Il riuso è l’opzione che in base alla normativa italiana ed europea si posiziona in cima alla gerarchia dei rifiuti perché centra l’obiettivo “zero waste” e incide positivamente su un futuro sostenibile.
Secondo le stime dell’Osservatorio Second Hand Economy condotto da BVA Doxa per Subito, il 62 percento del campione intervistato pensa di donare o rivendere un bene acquistato per non dismetterlo in discarica con risparmio dei costi ambientali di smaltimento.
Quando il riuso ha una finalità solidale, nascono progetti nei quali la sostenibilità sposa il sociale come alcuni tra quelli ospitati sulla piattaforma partecipativa Open Innovation di Regione Lombardia nella sezione Lombardia 2030 dedicata alle idee per uno sviluppo sostenibile del territorio.

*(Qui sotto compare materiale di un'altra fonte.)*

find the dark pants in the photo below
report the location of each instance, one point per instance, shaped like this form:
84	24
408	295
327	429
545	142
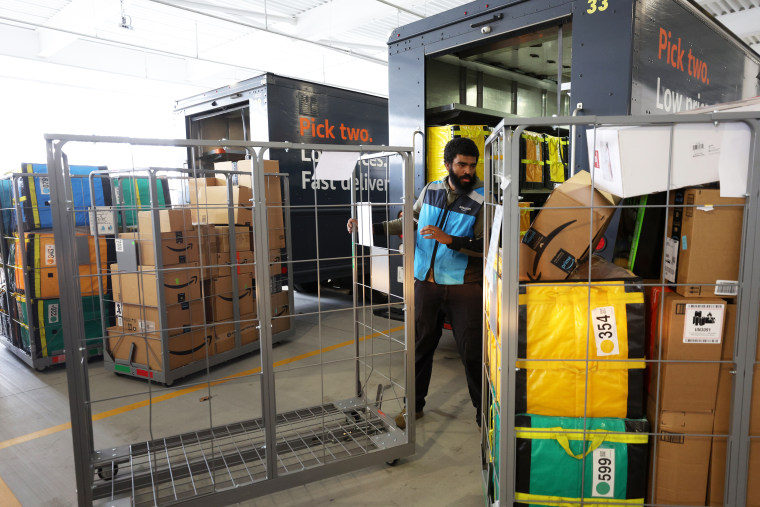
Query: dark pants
463	305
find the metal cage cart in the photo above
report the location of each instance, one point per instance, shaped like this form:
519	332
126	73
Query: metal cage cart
288	420
32	321
601	386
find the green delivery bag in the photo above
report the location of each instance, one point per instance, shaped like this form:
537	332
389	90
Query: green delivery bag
559	463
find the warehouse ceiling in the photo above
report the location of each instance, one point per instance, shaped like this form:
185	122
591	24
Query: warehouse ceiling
211	43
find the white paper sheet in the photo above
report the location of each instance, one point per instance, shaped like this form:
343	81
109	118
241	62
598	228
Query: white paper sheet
336	165
364	217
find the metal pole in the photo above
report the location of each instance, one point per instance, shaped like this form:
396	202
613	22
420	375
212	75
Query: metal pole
73	324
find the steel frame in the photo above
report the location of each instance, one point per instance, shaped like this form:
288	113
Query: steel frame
502	159
354	432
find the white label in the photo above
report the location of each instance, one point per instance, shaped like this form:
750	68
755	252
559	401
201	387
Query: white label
53	314
604	473
726	288
50	255
103	219
703	323
605	331
671	259
146	325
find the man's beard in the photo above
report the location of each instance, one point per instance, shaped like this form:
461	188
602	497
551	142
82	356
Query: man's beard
459	184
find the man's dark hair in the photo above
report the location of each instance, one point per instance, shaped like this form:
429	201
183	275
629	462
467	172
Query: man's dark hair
460	146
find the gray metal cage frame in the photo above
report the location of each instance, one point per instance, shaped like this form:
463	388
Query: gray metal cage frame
389	442
502	159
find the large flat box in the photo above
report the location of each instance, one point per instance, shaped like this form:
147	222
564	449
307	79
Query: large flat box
219	306
179	317
146	349
703	243
180	247
169	220
244	263
631	161
210	197
242	238
558	240
692	330
224	334
682	458
281	311
181	282
273	194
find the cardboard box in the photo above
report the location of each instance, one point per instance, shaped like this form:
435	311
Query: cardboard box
224	334
631	161
244	262
182	282
179	317
692	330
273	195
170	220
179	247
242	238
147	349
703	243
280	312
209	203
219	306
558	240
682	459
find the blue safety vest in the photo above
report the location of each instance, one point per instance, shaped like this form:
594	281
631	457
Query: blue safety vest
456	219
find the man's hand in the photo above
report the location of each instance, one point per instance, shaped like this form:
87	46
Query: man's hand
433	232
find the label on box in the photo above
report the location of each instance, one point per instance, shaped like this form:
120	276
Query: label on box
726	288
670	260
703	323
604	473
103	219
50	255
605	331
53	314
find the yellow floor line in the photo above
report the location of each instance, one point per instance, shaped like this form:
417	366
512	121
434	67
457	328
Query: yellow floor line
174	394
7	498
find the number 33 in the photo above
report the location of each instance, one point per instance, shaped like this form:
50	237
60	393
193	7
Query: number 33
593	8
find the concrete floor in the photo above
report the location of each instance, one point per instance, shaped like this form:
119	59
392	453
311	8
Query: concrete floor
36	454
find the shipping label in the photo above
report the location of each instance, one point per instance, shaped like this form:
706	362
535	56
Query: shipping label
703	323
50	255
604	473
605	331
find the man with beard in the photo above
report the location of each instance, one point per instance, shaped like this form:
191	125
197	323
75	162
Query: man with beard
448	269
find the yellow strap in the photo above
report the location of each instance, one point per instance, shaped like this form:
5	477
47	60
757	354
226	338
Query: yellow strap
549	434
33	196
579	365
561	501
41	320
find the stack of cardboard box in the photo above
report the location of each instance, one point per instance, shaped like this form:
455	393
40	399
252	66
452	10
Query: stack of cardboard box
139	281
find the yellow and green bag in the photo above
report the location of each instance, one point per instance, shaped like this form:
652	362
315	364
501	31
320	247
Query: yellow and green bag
559	354
561	461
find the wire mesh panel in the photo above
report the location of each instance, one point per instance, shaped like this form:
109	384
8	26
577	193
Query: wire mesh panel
191	279
622	322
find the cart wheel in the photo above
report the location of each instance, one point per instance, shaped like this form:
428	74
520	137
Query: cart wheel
105	473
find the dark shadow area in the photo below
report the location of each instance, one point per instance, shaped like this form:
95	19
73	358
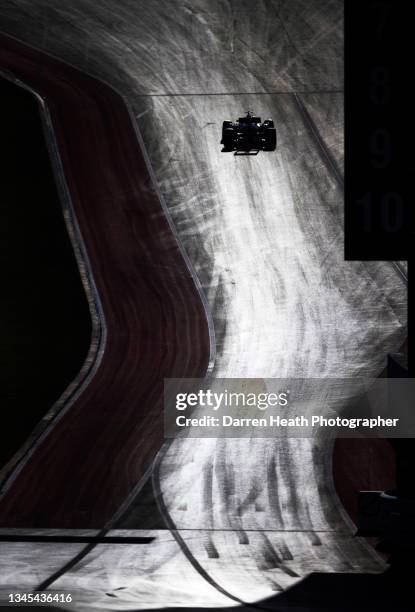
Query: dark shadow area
248	152
44	313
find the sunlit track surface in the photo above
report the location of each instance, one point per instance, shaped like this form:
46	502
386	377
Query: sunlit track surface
155	321
265	236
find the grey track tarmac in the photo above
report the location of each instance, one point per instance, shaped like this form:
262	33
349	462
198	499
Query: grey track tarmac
265	235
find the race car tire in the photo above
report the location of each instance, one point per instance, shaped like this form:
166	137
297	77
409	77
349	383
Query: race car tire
228	139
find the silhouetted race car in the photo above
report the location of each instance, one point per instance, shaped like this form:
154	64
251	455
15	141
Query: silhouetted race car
249	133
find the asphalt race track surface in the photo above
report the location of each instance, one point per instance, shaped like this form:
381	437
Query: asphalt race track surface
152	315
247	518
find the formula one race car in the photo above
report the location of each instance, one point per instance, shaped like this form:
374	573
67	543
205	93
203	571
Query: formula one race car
249	133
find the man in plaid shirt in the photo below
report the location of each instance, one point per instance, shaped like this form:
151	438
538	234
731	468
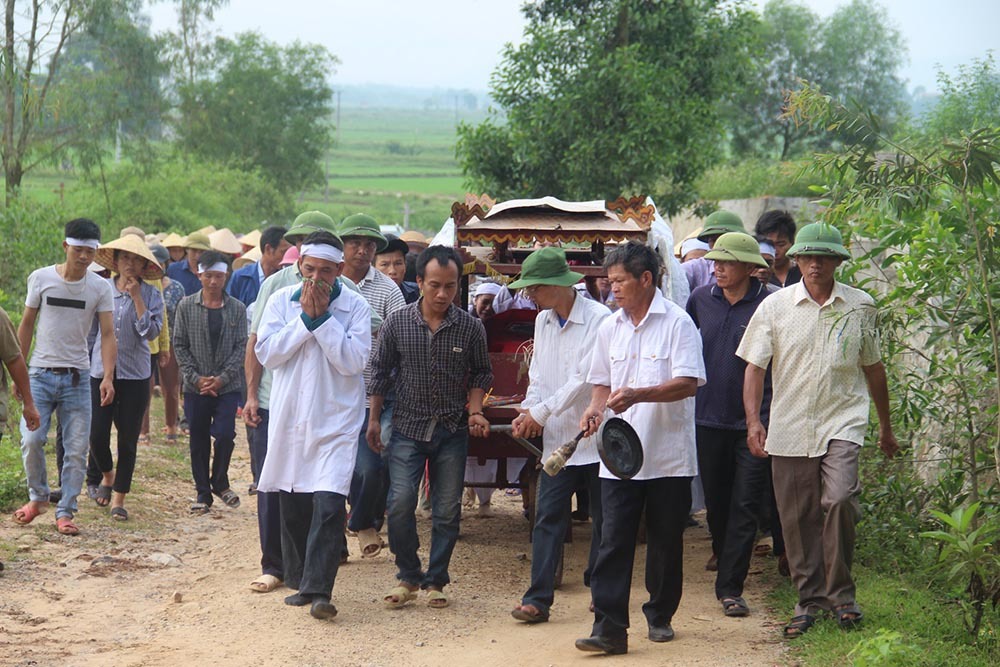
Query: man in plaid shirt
435	356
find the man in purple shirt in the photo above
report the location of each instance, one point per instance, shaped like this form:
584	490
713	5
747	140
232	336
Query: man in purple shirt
733	478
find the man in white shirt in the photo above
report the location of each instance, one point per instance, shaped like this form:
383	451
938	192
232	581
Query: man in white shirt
64	300
315	337
557	393
821	339
646	368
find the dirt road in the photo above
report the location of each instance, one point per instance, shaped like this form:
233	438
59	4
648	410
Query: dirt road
169	589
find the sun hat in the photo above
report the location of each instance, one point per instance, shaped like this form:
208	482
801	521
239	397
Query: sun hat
546	266
251	239
249	257
736	247
394	244
130	243
161	254
197	241
309	222
362	225
819	238
173	240
290	257
225	241
134	231
719	223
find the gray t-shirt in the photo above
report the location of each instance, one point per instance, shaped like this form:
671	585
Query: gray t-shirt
66	311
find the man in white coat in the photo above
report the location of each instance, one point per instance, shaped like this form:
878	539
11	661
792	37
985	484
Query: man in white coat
315	337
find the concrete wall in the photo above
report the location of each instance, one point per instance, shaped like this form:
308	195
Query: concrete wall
749	210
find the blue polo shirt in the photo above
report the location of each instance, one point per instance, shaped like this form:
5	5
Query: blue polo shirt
180	272
719	402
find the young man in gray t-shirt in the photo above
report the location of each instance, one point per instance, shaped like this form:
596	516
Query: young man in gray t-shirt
63	301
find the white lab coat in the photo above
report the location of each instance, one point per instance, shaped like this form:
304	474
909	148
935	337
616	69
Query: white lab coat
317	395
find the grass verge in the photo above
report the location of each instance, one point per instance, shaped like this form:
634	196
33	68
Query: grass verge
906	624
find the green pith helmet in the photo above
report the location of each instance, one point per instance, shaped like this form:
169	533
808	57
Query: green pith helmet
546	266
309	222
736	247
719	223
819	238
364	226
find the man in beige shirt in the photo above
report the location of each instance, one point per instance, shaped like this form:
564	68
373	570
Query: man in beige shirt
821	339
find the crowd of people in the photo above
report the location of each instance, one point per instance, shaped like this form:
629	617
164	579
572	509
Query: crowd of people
360	382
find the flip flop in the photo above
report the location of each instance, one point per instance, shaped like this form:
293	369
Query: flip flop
230	498
436	599
200	508
103	493
849	616
402	595
735	607
27	513
65	525
370	542
528	613
265	583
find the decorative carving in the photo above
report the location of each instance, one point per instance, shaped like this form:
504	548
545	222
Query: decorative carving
461	213
634	208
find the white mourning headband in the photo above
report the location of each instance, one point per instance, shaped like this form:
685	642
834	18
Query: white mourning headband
322	251
83	243
221	267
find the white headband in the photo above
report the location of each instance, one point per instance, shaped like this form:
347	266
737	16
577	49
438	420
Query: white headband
488	288
692	244
221	267
322	251
83	243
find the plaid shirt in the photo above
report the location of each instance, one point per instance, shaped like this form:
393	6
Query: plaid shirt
432	372
193	347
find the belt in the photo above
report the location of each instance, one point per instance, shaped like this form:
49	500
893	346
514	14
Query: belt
75	372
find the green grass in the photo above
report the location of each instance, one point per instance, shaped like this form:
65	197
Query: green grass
930	629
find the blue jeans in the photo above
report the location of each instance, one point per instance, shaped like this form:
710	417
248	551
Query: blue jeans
445	454
552	520
211	417
56	393
370	483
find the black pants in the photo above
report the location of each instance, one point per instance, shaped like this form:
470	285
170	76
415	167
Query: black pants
268	504
734	482
312	538
667	501
125	412
211	417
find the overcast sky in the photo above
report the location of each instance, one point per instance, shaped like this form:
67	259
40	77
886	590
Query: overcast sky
457	43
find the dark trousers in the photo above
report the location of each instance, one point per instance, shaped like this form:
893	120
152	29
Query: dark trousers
268	504
125	412
312	538
552	520
667	501
734	481
211	417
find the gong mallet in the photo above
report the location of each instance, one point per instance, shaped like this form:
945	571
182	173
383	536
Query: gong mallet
558	459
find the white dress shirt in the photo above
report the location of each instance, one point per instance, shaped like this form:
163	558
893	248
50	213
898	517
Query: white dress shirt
663	346
558	391
317	394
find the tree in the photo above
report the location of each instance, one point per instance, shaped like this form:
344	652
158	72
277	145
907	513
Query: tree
260	105
854	56
36	36
608	97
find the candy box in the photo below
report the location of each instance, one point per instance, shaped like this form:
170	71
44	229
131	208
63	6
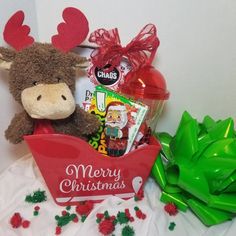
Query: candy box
86	83
121	119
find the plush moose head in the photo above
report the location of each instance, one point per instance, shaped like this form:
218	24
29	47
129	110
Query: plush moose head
42	77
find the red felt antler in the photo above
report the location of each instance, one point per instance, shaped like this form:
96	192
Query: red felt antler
16	34
72	32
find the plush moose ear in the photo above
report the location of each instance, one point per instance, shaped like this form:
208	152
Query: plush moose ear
6	57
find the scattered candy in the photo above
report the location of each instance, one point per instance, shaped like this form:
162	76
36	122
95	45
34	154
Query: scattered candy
16	220
172	226
139	213
127	231
37	196
36	210
26	224
139	196
58	230
106	226
171	209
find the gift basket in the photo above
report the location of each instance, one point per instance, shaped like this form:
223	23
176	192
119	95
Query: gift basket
57	129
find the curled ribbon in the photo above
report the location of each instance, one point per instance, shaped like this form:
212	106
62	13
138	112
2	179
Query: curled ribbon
201	169
110	51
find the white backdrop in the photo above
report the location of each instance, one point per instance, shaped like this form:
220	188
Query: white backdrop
197	54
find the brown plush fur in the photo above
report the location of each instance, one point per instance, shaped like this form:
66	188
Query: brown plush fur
42	63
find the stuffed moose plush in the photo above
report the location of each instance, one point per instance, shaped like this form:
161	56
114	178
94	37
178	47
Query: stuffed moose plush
42	77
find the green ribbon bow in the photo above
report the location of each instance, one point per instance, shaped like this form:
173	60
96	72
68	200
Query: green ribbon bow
197	168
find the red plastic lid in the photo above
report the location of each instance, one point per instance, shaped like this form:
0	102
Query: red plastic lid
145	83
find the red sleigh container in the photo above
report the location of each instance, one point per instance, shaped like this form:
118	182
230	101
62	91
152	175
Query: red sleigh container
74	171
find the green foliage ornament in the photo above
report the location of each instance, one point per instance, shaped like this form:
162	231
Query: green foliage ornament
197	168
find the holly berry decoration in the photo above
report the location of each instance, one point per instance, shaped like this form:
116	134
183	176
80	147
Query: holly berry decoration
171	209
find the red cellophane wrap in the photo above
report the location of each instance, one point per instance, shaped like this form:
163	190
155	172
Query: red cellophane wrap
139	51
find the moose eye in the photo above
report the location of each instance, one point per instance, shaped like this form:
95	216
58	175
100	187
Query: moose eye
59	79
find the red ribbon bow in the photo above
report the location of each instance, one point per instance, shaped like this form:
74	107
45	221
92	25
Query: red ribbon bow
110	51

Tra questi: il Banco del riuso in Franciacorta, iniziativa con sede nei comuni di Rovato e Lograto coordinata dalla Fondazione Cogeme Onlus con il supporto tecnico di Linea Gestioni (Linea Group Holding), Cooperativa Sociale CAUTO e associazione RIUSO3, nata con l’obiettivo di promuovere il miglioramento della gestione dei rifiuti, riducendo al minimo lo scarto e il riutilizzo di oggetti dismessi, e la Casa del riuso promossa dal Comune di Cassina de’ Pecchi per ridurre il conferimento in discarica di materiali ancora utilizzabili.